Cada vez que se acercaba a la puerta o daba señales de querer marcharse, aparecía un guardaespaldas con traje negro y mirada vacía que le bloqueaba el paso. Él la «invitaba» a volver a su habitación.
Las ventanas del dormitorio principal estaban hechas a medida. Solo se abrían un poco y había figuras patrullando el patio de abajo, lanzando miradas hacia su ventana para confirmar que seguía dentro y que seguía respirando.

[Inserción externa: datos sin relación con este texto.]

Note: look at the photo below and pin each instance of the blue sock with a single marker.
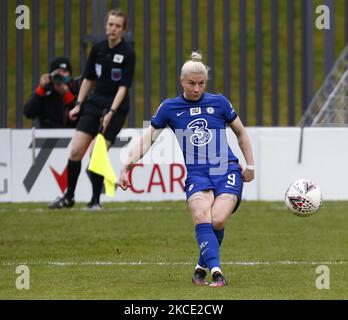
(219, 236)
(208, 244)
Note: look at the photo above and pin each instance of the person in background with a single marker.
(54, 97)
(110, 71)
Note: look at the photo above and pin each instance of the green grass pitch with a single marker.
(148, 251)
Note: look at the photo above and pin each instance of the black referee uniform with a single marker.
(110, 68)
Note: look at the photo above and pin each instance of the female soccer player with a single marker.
(110, 71)
(215, 178)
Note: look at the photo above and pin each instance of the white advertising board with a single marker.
(39, 174)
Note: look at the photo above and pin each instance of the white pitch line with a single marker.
(141, 263)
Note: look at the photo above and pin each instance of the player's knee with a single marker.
(219, 223)
(75, 154)
(202, 216)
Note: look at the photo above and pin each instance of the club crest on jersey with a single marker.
(195, 111)
(118, 58)
(210, 110)
(201, 133)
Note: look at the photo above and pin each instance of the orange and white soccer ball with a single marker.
(303, 198)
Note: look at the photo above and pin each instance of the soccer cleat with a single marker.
(218, 280)
(199, 277)
(93, 206)
(61, 203)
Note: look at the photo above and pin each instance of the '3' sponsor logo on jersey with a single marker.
(201, 133)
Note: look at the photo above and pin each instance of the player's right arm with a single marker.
(141, 146)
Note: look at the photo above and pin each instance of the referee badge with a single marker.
(118, 58)
(116, 74)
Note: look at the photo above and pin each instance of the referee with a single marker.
(109, 72)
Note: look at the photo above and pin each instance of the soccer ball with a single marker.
(303, 198)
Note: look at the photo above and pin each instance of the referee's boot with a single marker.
(218, 280)
(199, 277)
(94, 204)
(61, 203)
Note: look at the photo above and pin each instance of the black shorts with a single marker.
(91, 114)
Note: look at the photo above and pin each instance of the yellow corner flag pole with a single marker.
(100, 164)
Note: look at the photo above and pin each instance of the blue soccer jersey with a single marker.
(200, 128)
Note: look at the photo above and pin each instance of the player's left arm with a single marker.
(245, 146)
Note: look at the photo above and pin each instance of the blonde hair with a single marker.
(194, 65)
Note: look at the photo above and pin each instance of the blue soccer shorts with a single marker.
(231, 181)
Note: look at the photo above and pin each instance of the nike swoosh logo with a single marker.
(62, 179)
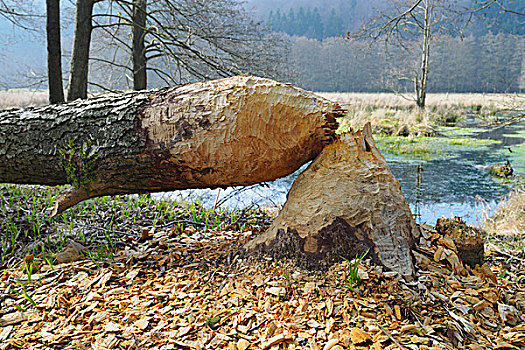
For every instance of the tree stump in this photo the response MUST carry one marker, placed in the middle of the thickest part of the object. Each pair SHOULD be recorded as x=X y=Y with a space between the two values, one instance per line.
x=236 y=131
x=467 y=241
x=345 y=203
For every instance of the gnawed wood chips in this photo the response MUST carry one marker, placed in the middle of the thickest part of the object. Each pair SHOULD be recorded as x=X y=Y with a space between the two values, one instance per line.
x=193 y=292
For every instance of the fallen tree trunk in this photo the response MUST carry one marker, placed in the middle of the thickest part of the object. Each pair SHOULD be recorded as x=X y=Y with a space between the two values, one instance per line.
x=229 y=132
x=346 y=203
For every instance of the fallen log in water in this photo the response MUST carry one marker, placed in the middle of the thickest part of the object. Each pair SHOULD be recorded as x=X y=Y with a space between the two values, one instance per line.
x=235 y=131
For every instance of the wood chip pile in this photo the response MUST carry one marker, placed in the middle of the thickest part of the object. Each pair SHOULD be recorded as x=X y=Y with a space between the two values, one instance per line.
x=179 y=291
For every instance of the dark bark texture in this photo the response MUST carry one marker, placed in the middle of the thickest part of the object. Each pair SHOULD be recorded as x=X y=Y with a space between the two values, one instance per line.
x=235 y=131
x=54 y=52
x=78 y=78
x=138 y=49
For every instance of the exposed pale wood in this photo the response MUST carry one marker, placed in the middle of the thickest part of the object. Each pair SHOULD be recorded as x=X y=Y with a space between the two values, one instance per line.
x=235 y=131
x=345 y=203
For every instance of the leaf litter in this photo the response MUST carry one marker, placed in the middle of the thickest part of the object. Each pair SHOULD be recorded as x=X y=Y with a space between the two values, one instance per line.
x=167 y=289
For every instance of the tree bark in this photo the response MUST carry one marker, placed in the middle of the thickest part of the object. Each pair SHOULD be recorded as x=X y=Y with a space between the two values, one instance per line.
x=236 y=131
x=138 y=49
x=78 y=78
x=347 y=202
x=54 y=52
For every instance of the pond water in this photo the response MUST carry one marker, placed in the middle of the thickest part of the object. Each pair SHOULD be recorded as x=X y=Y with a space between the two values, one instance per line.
x=457 y=184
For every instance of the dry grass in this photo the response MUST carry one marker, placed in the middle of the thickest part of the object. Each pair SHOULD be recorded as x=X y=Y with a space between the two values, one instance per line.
x=390 y=100
x=509 y=216
x=22 y=98
x=394 y=114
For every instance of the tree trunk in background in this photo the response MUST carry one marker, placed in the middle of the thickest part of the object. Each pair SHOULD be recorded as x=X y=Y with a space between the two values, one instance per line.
x=229 y=132
x=346 y=203
x=54 y=52
x=138 y=49
x=78 y=78
x=421 y=84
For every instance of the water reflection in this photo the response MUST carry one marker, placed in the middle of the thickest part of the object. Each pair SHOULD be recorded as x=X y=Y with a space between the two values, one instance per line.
x=456 y=185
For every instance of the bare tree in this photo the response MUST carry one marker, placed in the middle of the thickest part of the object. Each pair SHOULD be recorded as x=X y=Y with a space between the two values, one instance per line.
x=504 y=6
x=419 y=22
x=54 y=52
x=180 y=41
x=78 y=76
x=138 y=47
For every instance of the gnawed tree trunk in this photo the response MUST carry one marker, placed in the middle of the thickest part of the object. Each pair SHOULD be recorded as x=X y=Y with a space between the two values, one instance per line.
x=229 y=132
x=345 y=203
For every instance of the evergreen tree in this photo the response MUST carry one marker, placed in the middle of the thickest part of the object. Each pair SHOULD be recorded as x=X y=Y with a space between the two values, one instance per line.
x=334 y=25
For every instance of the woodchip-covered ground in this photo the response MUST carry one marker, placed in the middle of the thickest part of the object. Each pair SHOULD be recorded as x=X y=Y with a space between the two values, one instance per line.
x=169 y=290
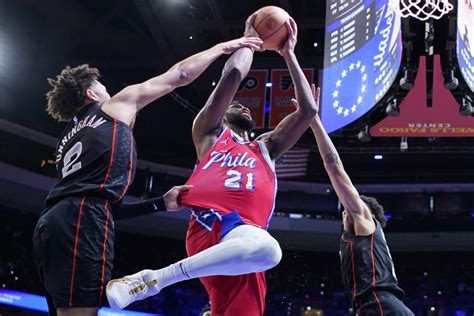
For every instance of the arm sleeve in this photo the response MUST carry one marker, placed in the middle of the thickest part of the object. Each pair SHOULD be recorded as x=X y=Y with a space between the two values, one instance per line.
x=144 y=207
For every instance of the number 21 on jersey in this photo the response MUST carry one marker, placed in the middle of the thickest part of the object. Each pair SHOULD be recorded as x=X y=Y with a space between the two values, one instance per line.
x=234 y=181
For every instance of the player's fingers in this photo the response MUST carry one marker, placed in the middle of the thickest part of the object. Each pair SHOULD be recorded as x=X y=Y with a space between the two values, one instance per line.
x=184 y=188
x=294 y=102
x=294 y=26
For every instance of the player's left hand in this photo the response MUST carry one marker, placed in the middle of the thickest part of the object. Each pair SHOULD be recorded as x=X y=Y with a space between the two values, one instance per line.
x=292 y=38
x=316 y=95
x=253 y=43
x=172 y=197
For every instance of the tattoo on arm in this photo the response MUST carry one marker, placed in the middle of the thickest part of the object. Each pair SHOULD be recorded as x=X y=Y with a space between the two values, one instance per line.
x=330 y=158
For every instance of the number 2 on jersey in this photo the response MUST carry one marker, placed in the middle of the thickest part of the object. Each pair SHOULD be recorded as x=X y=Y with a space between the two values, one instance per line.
x=235 y=178
x=70 y=158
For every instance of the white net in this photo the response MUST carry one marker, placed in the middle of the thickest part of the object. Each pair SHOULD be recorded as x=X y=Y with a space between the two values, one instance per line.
x=421 y=9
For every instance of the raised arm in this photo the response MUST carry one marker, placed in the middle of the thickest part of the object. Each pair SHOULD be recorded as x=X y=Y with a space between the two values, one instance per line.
x=208 y=122
x=125 y=104
x=290 y=129
x=342 y=184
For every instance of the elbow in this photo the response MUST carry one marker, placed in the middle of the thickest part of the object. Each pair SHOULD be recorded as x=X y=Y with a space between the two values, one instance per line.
x=182 y=77
x=234 y=71
x=309 y=111
x=334 y=166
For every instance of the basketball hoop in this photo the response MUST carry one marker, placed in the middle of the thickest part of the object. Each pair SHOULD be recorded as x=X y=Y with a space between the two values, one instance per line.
x=421 y=9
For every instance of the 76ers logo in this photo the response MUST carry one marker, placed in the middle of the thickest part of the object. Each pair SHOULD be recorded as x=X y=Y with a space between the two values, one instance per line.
x=226 y=159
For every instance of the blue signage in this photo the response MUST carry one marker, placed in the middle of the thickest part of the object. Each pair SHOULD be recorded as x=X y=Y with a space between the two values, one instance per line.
x=361 y=60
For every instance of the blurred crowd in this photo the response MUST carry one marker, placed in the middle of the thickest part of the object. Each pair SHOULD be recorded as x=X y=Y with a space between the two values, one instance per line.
x=304 y=283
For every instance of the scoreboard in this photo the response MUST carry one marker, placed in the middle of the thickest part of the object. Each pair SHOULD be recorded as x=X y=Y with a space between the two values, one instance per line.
x=361 y=60
x=465 y=41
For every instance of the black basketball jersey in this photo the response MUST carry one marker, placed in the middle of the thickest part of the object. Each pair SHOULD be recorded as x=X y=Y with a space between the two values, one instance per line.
x=366 y=264
x=95 y=156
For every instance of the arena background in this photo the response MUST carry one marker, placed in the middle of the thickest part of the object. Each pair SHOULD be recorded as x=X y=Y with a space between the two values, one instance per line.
x=426 y=188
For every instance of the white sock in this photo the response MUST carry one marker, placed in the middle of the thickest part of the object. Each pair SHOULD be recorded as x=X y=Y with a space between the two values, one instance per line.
x=243 y=250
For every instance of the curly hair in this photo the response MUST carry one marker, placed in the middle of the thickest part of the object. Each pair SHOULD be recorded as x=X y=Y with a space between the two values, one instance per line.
x=375 y=208
x=68 y=92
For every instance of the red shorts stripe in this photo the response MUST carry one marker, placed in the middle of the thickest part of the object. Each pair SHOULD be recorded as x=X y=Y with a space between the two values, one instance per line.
x=106 y=229
x=353 y=267
x=78 y=226
x=130 y=167
x=111 y=157
x=373 y=274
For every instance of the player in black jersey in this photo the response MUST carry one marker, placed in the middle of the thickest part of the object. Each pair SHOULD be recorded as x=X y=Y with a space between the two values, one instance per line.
x=95 y=160
x=366 y=264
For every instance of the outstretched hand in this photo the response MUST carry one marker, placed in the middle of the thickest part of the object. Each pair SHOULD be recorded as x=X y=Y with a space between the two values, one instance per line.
x=251 y=42
x=292 y=38
x=316 y=95
x=172 y=197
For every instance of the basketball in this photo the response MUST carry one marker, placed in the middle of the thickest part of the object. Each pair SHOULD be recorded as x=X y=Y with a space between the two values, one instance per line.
x=270 y=26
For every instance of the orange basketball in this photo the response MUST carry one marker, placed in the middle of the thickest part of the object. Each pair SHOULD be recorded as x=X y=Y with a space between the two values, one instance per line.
x=270 y=26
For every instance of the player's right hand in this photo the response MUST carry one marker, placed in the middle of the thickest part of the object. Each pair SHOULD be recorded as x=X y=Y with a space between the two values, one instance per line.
x=251 y=42
x=172 y=197
x=316 y=95
x=292 y=38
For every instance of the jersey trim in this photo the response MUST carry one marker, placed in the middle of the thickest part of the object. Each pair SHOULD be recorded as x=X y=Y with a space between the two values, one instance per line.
x=106 y=236
x=78 y=226
x=268 y=160
x=237 y=138
x=353 y=267
x=373 y=273
x=266 y=155
x=111 y=157
x=129 y=169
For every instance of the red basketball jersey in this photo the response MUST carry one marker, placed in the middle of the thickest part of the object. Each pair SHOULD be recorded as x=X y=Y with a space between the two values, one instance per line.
x=235 y=175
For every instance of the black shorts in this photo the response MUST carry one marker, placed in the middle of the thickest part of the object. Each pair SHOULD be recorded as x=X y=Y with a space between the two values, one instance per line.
x=73 y=251
x=383 y=303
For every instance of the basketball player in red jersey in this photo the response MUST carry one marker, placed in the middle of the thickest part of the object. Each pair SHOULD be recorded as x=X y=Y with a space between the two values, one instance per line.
x=95 y=160
x=366 y=263
x=233 y=196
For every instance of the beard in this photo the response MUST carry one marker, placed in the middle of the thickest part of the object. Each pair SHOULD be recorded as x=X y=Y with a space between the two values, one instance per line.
x=240 y=121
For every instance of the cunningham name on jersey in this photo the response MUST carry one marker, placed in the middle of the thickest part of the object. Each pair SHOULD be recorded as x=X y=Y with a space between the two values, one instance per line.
x=86 y=122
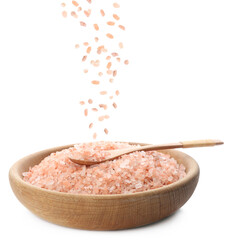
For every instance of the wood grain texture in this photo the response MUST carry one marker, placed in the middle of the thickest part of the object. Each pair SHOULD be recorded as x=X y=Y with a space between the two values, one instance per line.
x=113 y=154
x=103 y=212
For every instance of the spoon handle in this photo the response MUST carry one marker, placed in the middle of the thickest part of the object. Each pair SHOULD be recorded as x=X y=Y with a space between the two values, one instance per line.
x=201 y=143
x=184 y=144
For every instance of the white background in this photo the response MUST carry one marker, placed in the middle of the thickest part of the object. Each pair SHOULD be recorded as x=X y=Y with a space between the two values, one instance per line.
x=173 y=89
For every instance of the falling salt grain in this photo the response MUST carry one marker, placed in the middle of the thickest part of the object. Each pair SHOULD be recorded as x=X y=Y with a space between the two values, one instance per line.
x=83 y=24
x=109 y=35
x=109 y=72
x=88 y=50
x=108 y=57
x=101 y=118
x=96 y=27
x=103 y=92
x=110 y=23
x=122 y=27
x=87 y=13
x=84 y=58
x=109 y=65
x=115 y=16
x=114 y=105
x=64 y=14
x=95 y=82
x=73 y=14
x=86 y=112
x=75 y=3
x=94 y=136
x=104 y=106
x=102 y=12
x=114 y=54
x=116 y=5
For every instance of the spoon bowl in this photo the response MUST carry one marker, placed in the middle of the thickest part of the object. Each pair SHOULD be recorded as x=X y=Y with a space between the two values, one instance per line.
x=103 y=212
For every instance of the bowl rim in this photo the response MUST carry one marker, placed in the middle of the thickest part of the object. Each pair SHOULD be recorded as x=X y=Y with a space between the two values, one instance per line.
x=191 y=174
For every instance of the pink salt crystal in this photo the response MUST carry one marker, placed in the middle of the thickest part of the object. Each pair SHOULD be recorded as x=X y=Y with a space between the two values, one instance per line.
x=134 y=172
x=84 y=58
x=64 y=14
x=94 y=136
x=122 y=27
x=114 y=105
x=114 y=54
x=95 y=82
x=116 y=5
x=83 y=24
x=121 y=45
x=104 y=106
x=102 y=12
x=87 y=13
x=86 y=112
x=75 y=3
x=101 y=118
x=109 y=72
x=103 y=92
x=73 y=14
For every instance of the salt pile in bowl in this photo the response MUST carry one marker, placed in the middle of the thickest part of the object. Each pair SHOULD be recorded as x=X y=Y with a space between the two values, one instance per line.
x=134 y=172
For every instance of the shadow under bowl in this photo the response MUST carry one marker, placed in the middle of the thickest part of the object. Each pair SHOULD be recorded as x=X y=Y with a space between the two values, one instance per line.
x=103 y=212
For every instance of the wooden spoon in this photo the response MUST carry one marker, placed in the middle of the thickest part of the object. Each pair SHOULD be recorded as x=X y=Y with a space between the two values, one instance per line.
x=119 y=152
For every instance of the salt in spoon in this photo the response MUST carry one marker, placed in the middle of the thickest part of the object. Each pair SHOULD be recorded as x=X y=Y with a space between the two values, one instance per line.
x=112 y=154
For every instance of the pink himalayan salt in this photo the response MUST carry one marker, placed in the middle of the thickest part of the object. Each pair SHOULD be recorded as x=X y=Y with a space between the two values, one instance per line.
x=134 y=172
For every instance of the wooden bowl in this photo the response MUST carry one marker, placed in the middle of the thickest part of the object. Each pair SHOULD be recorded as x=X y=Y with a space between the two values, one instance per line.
x=103 y=212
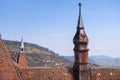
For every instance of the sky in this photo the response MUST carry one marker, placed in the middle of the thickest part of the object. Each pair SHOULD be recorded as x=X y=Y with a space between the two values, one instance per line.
x=52 y=24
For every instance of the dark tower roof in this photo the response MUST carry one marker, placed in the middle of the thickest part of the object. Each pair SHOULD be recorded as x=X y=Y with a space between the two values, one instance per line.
x=80 y=21
x=80 y=34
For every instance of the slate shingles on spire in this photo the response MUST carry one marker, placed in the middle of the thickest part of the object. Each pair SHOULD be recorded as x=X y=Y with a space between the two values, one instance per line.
x=80 y=33
x=80 y=21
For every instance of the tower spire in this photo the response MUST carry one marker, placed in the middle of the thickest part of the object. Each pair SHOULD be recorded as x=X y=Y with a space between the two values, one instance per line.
x=80 y=21
x=22 y=45
x=80 y=40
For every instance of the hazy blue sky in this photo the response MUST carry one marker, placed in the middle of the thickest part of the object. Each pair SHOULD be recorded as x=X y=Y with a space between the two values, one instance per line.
x=52 y=24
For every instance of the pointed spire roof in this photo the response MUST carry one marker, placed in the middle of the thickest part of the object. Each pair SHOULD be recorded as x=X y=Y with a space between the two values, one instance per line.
x=22 y=43
x=80 y=33
x=80 y=21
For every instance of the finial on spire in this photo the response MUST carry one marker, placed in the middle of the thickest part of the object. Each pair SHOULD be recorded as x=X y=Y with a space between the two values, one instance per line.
x=22 y=45
x=80 y=22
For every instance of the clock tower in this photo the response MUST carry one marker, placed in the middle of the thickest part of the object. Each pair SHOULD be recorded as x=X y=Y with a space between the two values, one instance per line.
x=80 y=40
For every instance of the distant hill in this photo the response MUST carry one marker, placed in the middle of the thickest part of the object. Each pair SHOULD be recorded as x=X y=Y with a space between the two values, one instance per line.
x=37 y=55
x=101 y=60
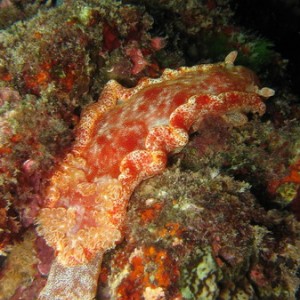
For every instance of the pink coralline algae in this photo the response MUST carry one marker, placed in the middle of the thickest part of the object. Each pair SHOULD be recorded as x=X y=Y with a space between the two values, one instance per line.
x=121 y=140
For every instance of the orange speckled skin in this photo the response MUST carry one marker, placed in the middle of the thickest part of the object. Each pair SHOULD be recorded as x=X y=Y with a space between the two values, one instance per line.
x=123 y=139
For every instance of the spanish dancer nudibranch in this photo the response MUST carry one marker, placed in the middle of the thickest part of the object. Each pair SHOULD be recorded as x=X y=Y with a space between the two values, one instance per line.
x=121 y=140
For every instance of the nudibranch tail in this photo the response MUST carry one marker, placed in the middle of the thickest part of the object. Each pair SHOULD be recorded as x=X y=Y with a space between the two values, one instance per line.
x=125 y=138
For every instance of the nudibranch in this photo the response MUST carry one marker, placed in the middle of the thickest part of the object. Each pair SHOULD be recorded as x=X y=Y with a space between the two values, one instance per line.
x=121 y=140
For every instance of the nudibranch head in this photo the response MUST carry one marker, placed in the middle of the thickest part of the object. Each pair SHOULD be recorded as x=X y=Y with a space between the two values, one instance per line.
x=125 y=138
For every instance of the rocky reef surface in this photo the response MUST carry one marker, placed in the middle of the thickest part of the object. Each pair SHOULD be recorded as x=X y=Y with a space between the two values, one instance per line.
x=222 y=221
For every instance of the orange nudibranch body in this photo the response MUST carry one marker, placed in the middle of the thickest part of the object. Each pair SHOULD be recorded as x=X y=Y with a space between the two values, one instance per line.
x=123 y=139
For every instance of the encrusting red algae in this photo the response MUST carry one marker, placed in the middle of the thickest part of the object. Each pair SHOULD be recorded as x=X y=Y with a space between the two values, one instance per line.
x=121 y=140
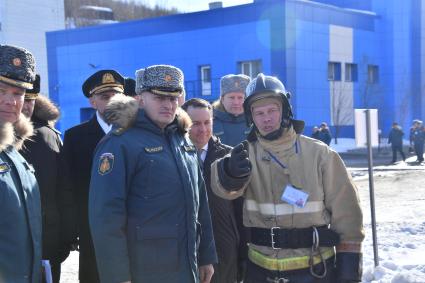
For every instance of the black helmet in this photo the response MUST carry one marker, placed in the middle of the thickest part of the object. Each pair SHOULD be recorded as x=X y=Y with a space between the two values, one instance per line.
x=267 y=86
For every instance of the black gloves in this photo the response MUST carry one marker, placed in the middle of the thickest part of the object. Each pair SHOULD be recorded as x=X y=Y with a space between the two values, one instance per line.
x=241 y=271
x=349 y=267
x=238 y=165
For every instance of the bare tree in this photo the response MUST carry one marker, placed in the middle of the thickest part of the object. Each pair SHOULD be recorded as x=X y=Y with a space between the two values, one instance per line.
x=123 y=10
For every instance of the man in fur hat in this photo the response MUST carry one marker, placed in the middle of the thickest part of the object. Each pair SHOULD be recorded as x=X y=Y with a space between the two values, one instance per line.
x=148 y=207
x=20 y=221
x=42 y=151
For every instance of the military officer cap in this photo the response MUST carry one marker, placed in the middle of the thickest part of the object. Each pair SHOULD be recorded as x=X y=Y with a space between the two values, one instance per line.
x=161 y=80
x=31 y=94
x=130 y=87
x=233 y=83
x=17 y=66
x=104 y=80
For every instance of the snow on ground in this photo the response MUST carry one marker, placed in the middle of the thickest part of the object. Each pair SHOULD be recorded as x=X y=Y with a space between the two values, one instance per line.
x=400 y=217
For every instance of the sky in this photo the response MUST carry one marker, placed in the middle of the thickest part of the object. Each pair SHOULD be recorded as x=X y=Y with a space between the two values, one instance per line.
x=191 y=5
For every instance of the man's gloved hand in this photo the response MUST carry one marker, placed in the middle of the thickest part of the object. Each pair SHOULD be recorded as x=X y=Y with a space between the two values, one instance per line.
x=238 y=165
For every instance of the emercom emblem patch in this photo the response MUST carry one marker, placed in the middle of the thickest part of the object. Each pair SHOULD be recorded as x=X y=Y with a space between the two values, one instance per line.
x=106 y=163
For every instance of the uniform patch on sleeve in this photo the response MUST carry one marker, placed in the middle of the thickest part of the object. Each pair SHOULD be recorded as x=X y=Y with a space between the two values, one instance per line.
x=154 y=149
x=106 y=163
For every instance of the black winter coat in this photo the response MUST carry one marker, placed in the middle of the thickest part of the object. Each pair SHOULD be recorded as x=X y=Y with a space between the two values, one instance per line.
x=224 y=221
x=78 y=149
x=42 y=152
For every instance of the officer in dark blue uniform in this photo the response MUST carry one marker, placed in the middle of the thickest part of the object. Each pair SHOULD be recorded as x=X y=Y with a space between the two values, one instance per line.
x=77 y=154
x=20 y=221
x=148 y=208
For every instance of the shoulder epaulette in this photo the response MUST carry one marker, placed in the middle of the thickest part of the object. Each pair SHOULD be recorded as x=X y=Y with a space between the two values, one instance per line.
x=118 y=131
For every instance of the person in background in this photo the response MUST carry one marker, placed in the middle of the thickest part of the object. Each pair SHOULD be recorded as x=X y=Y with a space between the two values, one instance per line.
x=230 y=127
x=42 y=152
x=316 y=133
x=148 y=210
x=223 y=217
x=300 y=202
x=417 y=139
x=20 y=208
x=229 y=120
x=77 y=155
x=325 y=134
x=395 y=138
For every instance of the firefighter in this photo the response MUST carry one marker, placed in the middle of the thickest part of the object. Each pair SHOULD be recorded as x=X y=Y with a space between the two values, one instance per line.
x=301 y=204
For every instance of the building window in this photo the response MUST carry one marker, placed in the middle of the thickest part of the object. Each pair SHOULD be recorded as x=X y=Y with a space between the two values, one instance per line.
x=334 y=71
x=205 y=72
x=350 y=72
x=250 y=68
x=372 y=74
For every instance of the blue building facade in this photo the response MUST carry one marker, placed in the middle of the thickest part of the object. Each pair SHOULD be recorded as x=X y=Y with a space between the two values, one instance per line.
x=333 y=56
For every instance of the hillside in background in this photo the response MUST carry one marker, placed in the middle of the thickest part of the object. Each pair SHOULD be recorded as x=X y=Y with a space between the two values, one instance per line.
x=122 y=10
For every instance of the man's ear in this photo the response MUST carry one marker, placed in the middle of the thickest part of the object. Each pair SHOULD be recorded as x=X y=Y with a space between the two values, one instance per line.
x=92 y=102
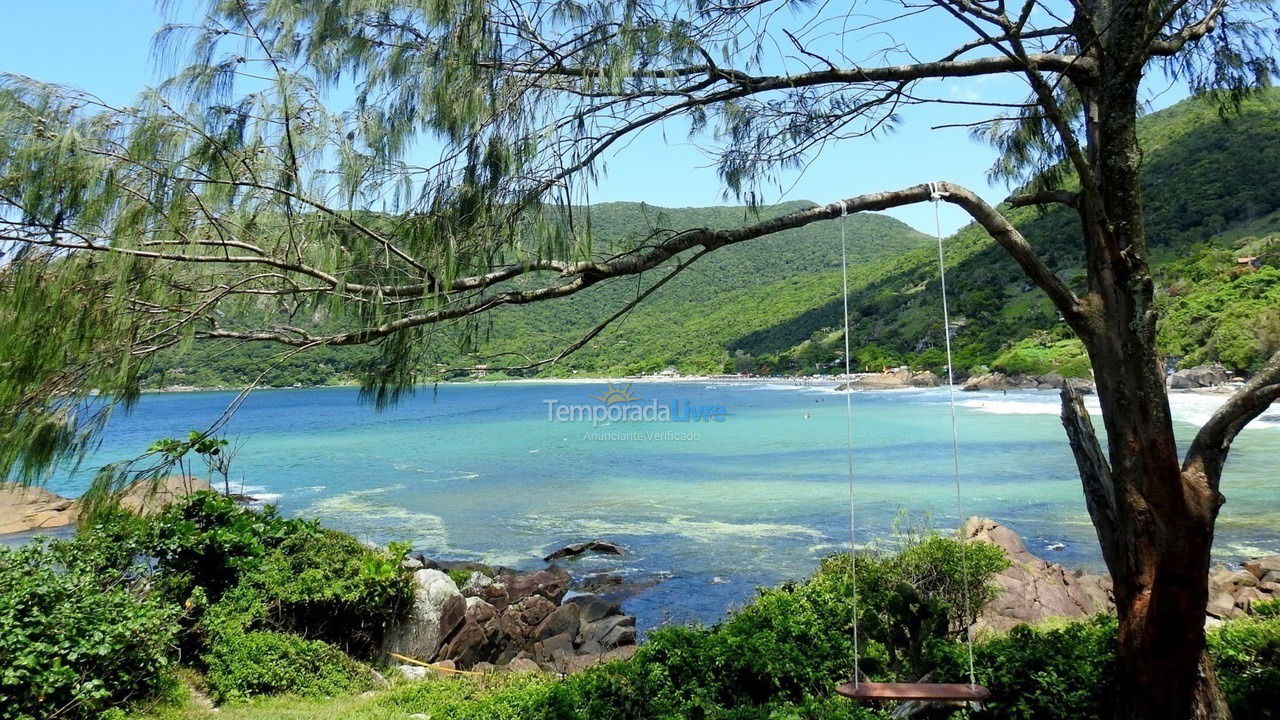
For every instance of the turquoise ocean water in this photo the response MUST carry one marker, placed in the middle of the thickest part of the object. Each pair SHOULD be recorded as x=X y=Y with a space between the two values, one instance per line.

Tres veces al día, por la mañana, al mediodía y por la noche, alguien la llamaba por su nombre desde la puerta. Si se negaba a responder, abrían la puerta y recorrían la habitación con su mirada penetrante antes de que un sirviente entrara a limpiar, como si temieran que ella estuviera escondiendo algo.
Se sentía como un pájaro con las alas rotas. Vivía dentro de la jaula que William había construido para ella y la libertad ya no le parecía posible.
Al tercer día después de la desaparición de William, llegaron a la villa unas cuantas criadas nuevas. Cocinaban y limpiaban para Stella, pero Rita, a quien Stella conocía, no apareció. Eso fue intencionado por parte de William.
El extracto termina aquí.